Souterrain, Tubrid Beg, Co. Kerry
Co. Kerry |
Settlement Sites
Beneath a field in Tubrid Beg, Co. Kerry, there are shafts dropping thirty feet into the earth, now sealed and silent.
They once formed part of a souterrain, an underground stone-lined passage or chamber typically associated with early medieval settlement, used variously for storage, refuge, or purposes that archaeologists still debate. The shafts themselves are gone from view, closed up at some point for safety, and what remains above ground gives only oblique hints at what lies beneath: a shallow depression roughly six metres south of a central mound, and a second filled shaft somewhere to the north.
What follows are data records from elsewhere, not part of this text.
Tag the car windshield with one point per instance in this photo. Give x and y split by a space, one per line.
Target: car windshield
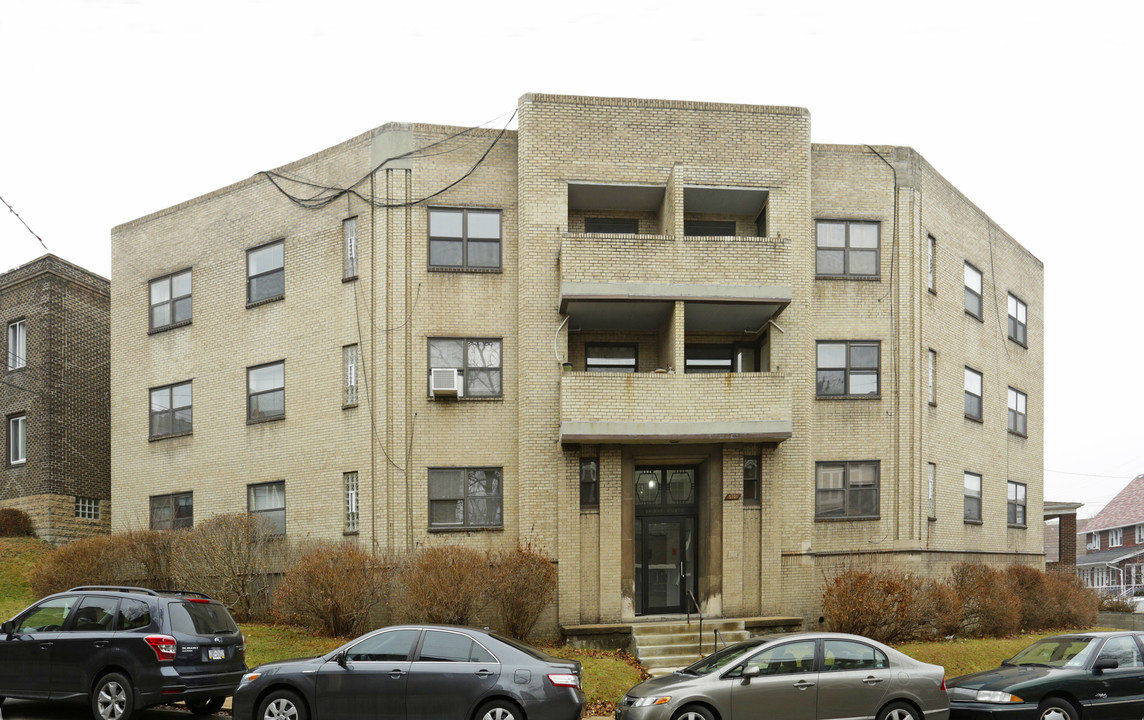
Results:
1056 653
717 661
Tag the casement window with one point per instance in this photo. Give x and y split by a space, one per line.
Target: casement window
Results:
350 487
349 376
1018 419
17 440
974 292
465 238
265 277
1016 508
171 300
466 497
611 357
171 410
265 392
974 395
172 512
476 360
1018 317
349 248
848 368
847 489
87 508
589 483
17 345
847 248
972 497
268 501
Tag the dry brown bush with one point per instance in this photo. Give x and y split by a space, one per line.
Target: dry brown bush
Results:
523 583
332 590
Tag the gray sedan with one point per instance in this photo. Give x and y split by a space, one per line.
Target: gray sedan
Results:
797 677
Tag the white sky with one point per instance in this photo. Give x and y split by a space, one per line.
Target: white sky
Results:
113 110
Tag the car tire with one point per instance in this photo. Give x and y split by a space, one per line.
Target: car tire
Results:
283 705
1056 709
500 710
693 712
112 698
205 706
898 711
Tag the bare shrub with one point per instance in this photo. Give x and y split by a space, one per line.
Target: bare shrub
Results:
228 556
523 583
442 584
332 590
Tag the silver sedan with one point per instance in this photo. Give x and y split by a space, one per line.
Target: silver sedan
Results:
797 677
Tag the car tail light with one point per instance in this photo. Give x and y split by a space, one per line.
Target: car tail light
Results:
164 646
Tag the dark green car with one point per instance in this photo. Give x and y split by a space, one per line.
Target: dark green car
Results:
1090 675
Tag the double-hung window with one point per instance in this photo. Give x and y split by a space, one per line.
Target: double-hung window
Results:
171 300
848 368
847 248
847 489
465 238
466 497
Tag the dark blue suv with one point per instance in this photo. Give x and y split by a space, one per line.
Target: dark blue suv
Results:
121 648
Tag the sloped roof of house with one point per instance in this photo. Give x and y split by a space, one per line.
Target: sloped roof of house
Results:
1127 508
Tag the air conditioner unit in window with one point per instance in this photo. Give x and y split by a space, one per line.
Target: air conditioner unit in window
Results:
445 382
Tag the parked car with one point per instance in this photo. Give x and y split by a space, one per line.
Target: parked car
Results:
430 672
1095 675
122 648
794 677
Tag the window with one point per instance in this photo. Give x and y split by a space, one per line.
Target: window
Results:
848 368
1018 314
350 484
87 508
465 238
17 345
612 226
847 248
265 392
589 483
171 300
974 395
172 512
974 291
349 248
847 489
268 500
265 279
1016 508
972 497
477 360
1018 421
17 440
465 497
349 376
610 357
171 410
751 480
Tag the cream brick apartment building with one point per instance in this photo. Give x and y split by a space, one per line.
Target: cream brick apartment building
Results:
675 345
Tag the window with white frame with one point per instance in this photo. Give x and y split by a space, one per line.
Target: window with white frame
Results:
17 345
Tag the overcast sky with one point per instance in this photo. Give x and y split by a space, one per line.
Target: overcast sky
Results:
112 110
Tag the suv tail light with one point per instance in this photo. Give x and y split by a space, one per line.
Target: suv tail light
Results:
164 646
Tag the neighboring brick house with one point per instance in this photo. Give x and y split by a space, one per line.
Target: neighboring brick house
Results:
54 397
1114 543
675 345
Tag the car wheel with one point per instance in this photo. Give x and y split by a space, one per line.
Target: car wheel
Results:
205 706
897 711
112 698
1056 709
283 705
500 710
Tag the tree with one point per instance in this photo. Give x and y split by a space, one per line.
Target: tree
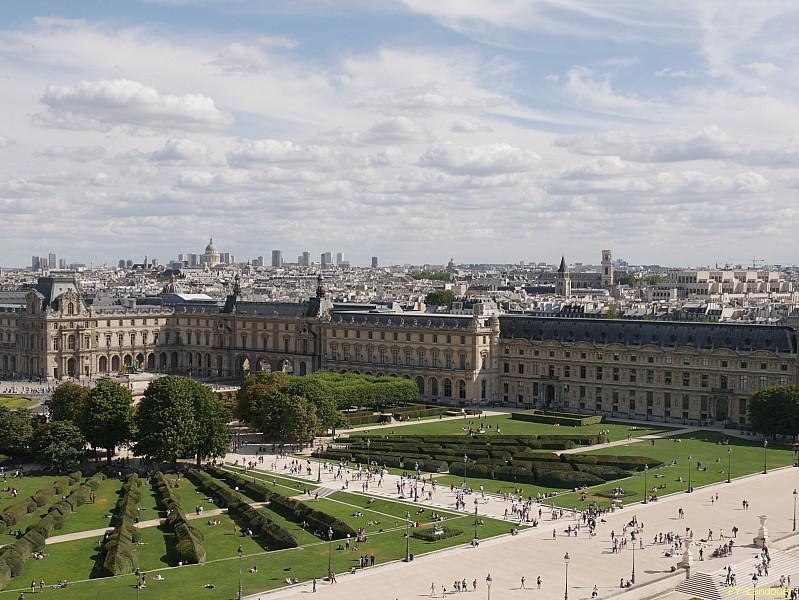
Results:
59 444
320 397
16 429
108 416
256 387
288 419
775 410
68 403
212 417
440 298
165 420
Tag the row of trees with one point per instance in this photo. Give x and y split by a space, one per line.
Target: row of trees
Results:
177 418
293 409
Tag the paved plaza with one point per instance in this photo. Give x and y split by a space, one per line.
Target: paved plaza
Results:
534 552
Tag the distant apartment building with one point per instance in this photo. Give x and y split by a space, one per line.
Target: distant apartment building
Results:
277 258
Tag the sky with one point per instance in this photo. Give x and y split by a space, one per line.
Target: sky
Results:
487 131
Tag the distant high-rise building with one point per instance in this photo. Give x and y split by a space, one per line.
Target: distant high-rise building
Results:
277 258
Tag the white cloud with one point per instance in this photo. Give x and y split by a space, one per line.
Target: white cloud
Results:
467 126
278 152
710 142
105 104
676 73
485 160
240 58
75 153
102 179
395 130
181 150
764 69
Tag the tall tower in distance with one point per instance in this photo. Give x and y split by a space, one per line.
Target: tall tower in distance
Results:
563 284
607 269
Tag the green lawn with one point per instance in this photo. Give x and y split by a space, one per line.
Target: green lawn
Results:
510 427
94 516
17 402
704 446
75 560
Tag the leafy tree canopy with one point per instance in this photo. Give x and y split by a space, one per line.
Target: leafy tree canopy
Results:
59 444
775 410
108 416
440 298
68 403
16 429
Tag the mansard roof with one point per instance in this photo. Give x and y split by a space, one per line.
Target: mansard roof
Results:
424 320
659 333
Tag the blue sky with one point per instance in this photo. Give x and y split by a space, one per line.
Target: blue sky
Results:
413 130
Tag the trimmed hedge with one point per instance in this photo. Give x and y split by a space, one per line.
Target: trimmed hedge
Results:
276 536
118 548
189 547
427 534
292 509
556 418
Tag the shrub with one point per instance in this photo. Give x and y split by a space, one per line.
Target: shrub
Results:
428 533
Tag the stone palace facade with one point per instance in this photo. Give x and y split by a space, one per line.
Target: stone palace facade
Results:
664 371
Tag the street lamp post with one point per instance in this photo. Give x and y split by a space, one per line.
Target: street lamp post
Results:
729 464
330 554
407 537
475 516
241 577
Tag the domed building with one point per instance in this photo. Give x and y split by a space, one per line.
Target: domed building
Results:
211 256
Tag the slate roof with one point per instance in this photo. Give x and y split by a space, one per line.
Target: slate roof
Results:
637 333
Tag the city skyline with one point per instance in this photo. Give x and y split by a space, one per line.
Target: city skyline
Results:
490 132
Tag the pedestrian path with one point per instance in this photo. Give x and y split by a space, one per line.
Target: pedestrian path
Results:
711 584
81 535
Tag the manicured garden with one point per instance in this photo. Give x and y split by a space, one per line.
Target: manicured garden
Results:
383 522
15 402
508 426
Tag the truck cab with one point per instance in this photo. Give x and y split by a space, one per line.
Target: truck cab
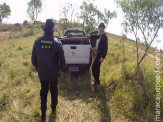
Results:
77 50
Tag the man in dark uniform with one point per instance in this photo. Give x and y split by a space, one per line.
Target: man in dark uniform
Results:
101 52
47 57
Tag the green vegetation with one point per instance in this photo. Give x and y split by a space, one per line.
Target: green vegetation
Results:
119 98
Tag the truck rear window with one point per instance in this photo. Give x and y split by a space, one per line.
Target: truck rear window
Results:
75 34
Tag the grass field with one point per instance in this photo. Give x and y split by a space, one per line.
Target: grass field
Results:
118 99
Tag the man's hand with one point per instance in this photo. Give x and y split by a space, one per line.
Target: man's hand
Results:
101 59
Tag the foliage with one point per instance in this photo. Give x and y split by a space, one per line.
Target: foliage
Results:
34 9
143 18
4 11
91 16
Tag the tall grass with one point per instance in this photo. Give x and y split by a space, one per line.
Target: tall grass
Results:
119 98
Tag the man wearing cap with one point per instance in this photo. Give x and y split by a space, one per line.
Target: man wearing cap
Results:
48 57
101 52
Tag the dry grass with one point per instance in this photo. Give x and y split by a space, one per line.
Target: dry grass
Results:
118 99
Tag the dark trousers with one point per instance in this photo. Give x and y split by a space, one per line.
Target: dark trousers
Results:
45 85
96 68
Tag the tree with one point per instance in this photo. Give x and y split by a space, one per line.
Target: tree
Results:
143 18
4 11
91 16
34 9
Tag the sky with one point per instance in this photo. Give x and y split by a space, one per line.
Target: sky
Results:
52 9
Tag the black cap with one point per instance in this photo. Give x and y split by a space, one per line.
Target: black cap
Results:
49 25
102 25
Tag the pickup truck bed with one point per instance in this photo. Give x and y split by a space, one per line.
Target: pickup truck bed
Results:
78 53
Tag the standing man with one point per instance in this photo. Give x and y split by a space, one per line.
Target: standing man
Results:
101 52
47 57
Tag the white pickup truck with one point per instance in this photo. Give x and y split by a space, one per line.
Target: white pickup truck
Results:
77 50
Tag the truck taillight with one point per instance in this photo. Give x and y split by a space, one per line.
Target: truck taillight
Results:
91 53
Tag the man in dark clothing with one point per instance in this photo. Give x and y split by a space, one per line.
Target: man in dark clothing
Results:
101 52
47 57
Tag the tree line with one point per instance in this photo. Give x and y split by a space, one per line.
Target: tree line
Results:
143 18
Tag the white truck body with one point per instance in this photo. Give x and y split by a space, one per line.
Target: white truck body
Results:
77 51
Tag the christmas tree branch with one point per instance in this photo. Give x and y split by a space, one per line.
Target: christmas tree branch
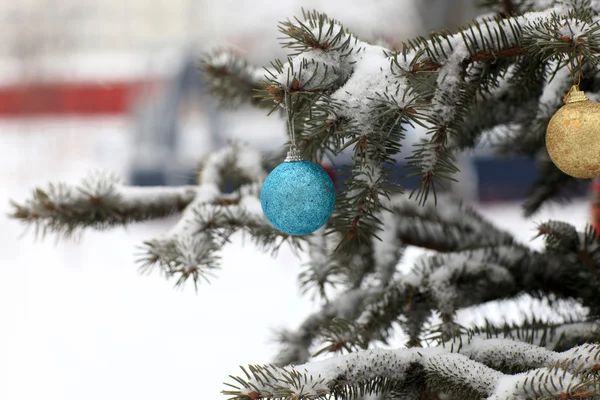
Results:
99 202
209 217
232 79
555 336
467 370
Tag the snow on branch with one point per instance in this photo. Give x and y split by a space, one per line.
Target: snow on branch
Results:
232 78
189 249
98 202
467 370
561 336
448 226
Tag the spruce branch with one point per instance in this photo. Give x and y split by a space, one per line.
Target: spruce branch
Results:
232 79
467 370
98 202
552 336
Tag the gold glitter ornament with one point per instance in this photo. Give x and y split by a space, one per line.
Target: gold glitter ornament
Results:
573 136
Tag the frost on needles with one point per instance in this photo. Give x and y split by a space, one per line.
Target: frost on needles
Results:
499 78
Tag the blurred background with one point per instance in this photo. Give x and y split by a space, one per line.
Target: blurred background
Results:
111 84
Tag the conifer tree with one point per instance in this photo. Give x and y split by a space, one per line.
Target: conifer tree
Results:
502 75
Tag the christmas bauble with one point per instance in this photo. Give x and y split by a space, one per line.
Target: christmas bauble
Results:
573 136
298 197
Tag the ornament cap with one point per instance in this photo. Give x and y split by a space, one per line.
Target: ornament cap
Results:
293 155
575 95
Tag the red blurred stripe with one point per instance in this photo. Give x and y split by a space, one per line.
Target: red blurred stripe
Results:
70 98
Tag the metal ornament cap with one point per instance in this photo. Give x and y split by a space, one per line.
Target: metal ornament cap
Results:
573 136
298 197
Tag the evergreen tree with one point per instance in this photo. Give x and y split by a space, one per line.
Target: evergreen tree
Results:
504 75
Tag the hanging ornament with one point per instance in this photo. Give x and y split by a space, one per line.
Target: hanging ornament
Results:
573 133
298 196
595 206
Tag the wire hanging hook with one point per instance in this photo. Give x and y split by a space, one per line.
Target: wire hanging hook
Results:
293 154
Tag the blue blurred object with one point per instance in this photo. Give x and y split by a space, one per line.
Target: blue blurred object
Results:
298 197
158 129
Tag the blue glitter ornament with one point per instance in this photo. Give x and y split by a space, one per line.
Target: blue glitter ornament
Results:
298 196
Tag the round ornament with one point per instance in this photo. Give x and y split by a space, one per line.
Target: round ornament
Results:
298 196
573 136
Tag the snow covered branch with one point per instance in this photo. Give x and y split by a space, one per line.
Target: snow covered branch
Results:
99 202
231 78
209 217
469 370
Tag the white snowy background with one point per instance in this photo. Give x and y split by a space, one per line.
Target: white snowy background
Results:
77 320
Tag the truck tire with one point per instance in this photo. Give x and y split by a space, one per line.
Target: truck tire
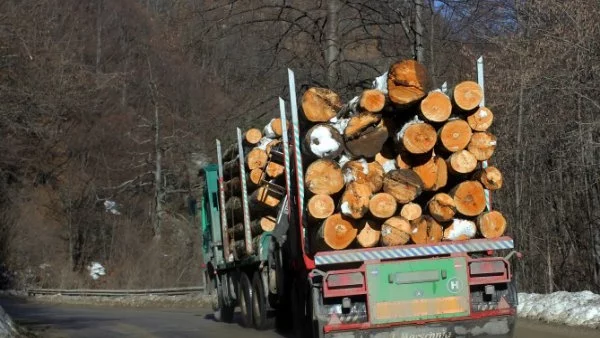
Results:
262 319
223 311
245 296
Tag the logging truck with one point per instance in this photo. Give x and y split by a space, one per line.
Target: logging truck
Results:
362 220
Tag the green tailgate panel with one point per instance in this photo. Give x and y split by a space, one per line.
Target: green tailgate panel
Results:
418 290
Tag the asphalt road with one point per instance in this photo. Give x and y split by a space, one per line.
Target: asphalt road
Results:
55 321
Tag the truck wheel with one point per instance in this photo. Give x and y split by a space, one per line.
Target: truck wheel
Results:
223 311
245 294
262 320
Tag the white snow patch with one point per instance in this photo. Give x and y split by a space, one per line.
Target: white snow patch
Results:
268 130
389 165
568 308
380 82
462 227
322 143
339 124
345 208
262 144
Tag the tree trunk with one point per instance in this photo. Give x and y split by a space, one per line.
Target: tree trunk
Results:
368 142
355 200
417 137
395 231
436 107
323 141
469 198
482 145
462 162
411 211
490 177
467 95
460 230
442 207
320 104
426 230
369 233
320 206
337 232
454 135
404 184
383 205
491 224
256 158
324 176
481 120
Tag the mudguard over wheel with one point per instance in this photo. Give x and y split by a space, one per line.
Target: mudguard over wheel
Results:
245 295
262 319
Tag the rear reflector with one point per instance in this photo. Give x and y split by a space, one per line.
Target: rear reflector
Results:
345 279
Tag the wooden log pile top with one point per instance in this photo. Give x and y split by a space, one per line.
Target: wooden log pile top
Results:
399 163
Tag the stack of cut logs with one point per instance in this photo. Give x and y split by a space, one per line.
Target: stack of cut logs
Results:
398 164
264 171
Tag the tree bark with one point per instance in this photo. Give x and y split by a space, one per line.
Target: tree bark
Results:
481 120
337 232
491 224
355 200
324 176
383 205
441 207
426 230
482 145
320 104
411 211
369 233
469 198
323 141
395 231
404 184
436 107
467 95
320 206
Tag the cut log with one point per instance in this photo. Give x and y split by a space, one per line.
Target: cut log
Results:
372 100
462 162
490 177
382 205
411 211
337 232
441 207
324 176
320 206
467 95
355 200
320 104
252 136
359 123
417 137
256 158
395 231
323 141
369 233
436 107
425 230
460 230
263 196
369 142
481 119
491 224
404 184
469 198
482 145
454 135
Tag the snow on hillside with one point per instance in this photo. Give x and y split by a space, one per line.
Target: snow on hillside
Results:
569 308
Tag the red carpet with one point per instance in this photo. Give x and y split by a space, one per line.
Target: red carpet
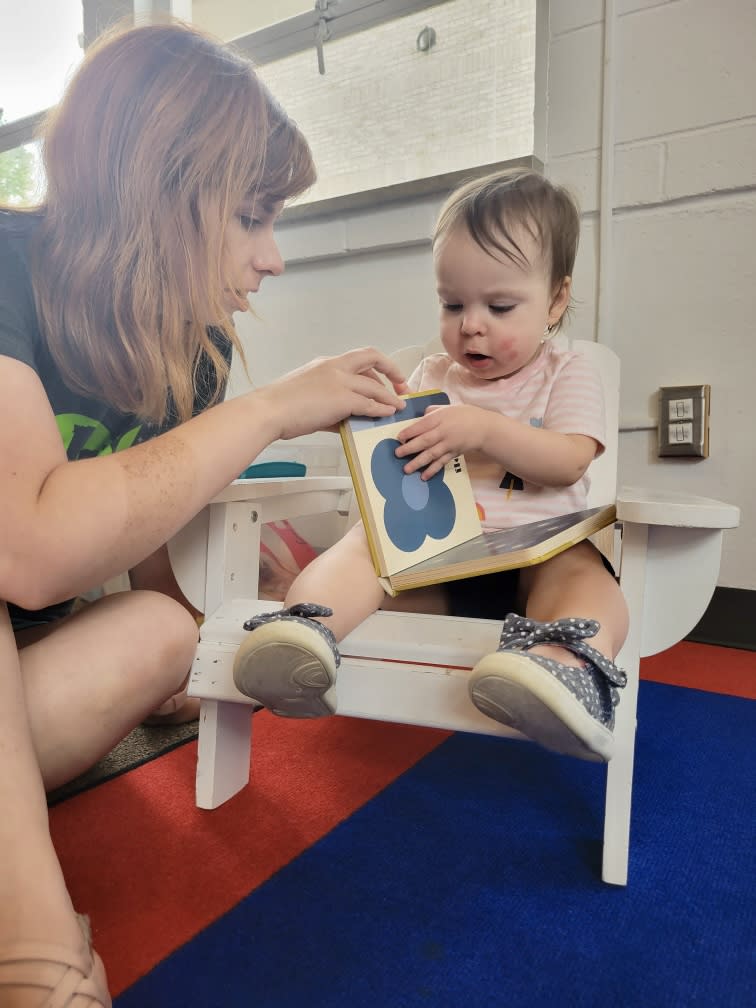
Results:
152 870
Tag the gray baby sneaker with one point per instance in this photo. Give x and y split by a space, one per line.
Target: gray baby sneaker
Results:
288 661
567 709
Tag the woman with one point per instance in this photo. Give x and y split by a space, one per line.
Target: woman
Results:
167 163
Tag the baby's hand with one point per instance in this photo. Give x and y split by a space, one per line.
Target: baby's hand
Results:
443 433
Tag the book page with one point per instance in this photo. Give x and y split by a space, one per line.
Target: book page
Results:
508 547
413 518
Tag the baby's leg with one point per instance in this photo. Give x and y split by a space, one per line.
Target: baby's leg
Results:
343 578
288 661
552 676
576 584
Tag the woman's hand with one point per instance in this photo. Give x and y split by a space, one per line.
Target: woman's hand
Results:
321 394
442 434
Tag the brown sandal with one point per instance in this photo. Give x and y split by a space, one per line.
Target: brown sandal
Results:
38 966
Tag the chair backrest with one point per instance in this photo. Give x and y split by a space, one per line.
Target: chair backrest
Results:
603 470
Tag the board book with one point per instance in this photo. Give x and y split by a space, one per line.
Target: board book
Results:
406 519
426 532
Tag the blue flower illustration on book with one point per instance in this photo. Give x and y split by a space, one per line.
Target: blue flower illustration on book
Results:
414 508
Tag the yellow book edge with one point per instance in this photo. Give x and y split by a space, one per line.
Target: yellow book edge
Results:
361 495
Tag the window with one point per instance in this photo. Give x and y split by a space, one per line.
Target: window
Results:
38 49
448 87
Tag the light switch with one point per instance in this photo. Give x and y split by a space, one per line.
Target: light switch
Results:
683 420
680 409
680 433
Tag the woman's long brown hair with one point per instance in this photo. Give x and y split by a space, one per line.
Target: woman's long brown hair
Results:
162 134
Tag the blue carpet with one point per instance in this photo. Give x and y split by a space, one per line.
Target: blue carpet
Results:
475 880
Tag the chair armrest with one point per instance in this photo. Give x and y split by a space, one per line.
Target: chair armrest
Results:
667 507
255 490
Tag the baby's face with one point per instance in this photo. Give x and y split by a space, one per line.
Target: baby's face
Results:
493 311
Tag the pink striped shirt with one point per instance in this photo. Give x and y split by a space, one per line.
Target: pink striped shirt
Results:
560 390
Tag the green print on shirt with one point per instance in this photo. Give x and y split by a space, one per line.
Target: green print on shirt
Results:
85 437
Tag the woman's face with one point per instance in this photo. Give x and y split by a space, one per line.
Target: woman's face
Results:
250 252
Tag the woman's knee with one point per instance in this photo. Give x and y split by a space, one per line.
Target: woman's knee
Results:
166 631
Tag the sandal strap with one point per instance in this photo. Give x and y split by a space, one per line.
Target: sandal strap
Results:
520 634
306 613
76 980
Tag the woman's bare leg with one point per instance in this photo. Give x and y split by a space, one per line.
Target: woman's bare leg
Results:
107 667
66 699
33 900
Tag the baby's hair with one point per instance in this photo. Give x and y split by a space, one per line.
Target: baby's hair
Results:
161 136
496 208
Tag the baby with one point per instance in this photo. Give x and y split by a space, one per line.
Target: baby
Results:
528 416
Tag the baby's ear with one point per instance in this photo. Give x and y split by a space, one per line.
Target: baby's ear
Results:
560 300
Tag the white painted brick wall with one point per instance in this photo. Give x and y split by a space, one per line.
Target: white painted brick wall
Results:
384 113
682 266
683 273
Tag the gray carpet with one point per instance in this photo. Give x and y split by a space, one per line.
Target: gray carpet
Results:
140 746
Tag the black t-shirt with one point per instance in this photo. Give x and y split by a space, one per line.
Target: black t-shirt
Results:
88 425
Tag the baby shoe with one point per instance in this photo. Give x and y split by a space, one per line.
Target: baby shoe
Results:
288 662
567 709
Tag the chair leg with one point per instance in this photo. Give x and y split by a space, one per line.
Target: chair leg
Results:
617 812
224 751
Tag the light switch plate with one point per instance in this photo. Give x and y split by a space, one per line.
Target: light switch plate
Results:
683 420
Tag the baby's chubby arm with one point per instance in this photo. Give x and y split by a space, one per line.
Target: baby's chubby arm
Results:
538 456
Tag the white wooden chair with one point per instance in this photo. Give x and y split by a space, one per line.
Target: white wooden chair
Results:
413 668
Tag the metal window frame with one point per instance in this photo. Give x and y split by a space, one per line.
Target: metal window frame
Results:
343 17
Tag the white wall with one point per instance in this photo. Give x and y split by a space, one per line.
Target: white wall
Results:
682 250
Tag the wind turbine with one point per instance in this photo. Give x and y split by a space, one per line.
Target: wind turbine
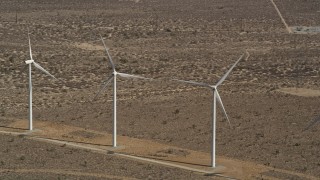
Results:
113 77
216 96
30 62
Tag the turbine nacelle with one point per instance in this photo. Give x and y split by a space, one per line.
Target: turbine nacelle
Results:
29 61
214 87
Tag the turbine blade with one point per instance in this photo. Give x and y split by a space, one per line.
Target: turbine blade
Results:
103 87
43 70
110 59
131 76
225 76
30 45
220 102
193 83
313 122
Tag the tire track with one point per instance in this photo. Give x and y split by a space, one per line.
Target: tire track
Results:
281 17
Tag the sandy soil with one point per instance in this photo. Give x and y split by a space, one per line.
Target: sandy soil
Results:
270 98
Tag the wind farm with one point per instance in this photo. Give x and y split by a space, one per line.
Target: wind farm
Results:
145 81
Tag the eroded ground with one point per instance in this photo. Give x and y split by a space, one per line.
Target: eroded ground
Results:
188 40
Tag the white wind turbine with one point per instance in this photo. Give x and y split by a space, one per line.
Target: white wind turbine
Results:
216 96
30 62
104 85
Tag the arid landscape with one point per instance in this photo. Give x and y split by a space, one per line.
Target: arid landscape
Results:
270 98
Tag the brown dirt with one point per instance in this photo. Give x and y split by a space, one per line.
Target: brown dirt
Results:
175 156
183 39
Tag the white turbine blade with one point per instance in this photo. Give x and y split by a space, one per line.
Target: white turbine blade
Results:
224 110
110 59
30 45
103 87
193 83
225 76
131 76
313 122
43 70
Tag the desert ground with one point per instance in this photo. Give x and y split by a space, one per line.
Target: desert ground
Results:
270 97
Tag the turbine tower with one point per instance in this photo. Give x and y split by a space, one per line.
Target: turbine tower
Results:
30 62
105 84
216 97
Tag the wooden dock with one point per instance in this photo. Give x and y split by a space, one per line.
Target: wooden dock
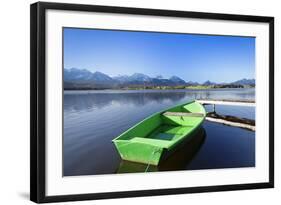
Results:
227 102
226 119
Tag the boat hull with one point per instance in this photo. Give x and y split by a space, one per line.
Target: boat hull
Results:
158 136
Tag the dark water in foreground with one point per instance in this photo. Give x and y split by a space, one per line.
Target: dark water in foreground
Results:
93 118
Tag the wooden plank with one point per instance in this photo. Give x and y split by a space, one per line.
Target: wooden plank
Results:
227 102
235 124
185 114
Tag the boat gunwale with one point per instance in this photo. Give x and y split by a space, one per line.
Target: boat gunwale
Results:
160 112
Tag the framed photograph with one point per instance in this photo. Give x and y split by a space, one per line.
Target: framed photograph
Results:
129 102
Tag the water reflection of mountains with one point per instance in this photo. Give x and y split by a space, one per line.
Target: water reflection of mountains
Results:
97 100
100 100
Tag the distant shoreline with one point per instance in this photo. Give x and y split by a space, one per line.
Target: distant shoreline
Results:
129 89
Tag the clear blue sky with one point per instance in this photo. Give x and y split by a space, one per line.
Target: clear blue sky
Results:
191 57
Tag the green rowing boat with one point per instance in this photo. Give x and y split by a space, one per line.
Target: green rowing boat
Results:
153 139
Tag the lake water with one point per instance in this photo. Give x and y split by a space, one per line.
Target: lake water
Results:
93 118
The earthwork surrounding all of this was originally bivallate, meaning it had two concentric enclosing banks, a form of rath or ring-fort that implies a site of some status in early medieval Ireland. The outer ring has been entirely removed, leaving no visible trace, so what survives today is a single bank with an external fosse, the ditch that once ran alongside the rampart. Inside that enclosure, near the centre, sits a circular mound measuring roughly 7.2 metres north to south and 7.8 metres east to west, rising about 1.2 metres from the surrounding ground. Its precise function is not recorded, but its position at the heart of a defended enclosure gives it obvious significance. The details about the shafts and the lost outer bank come from the landowner rather than from excavation, which means the full picture of what was here remains genuinely open.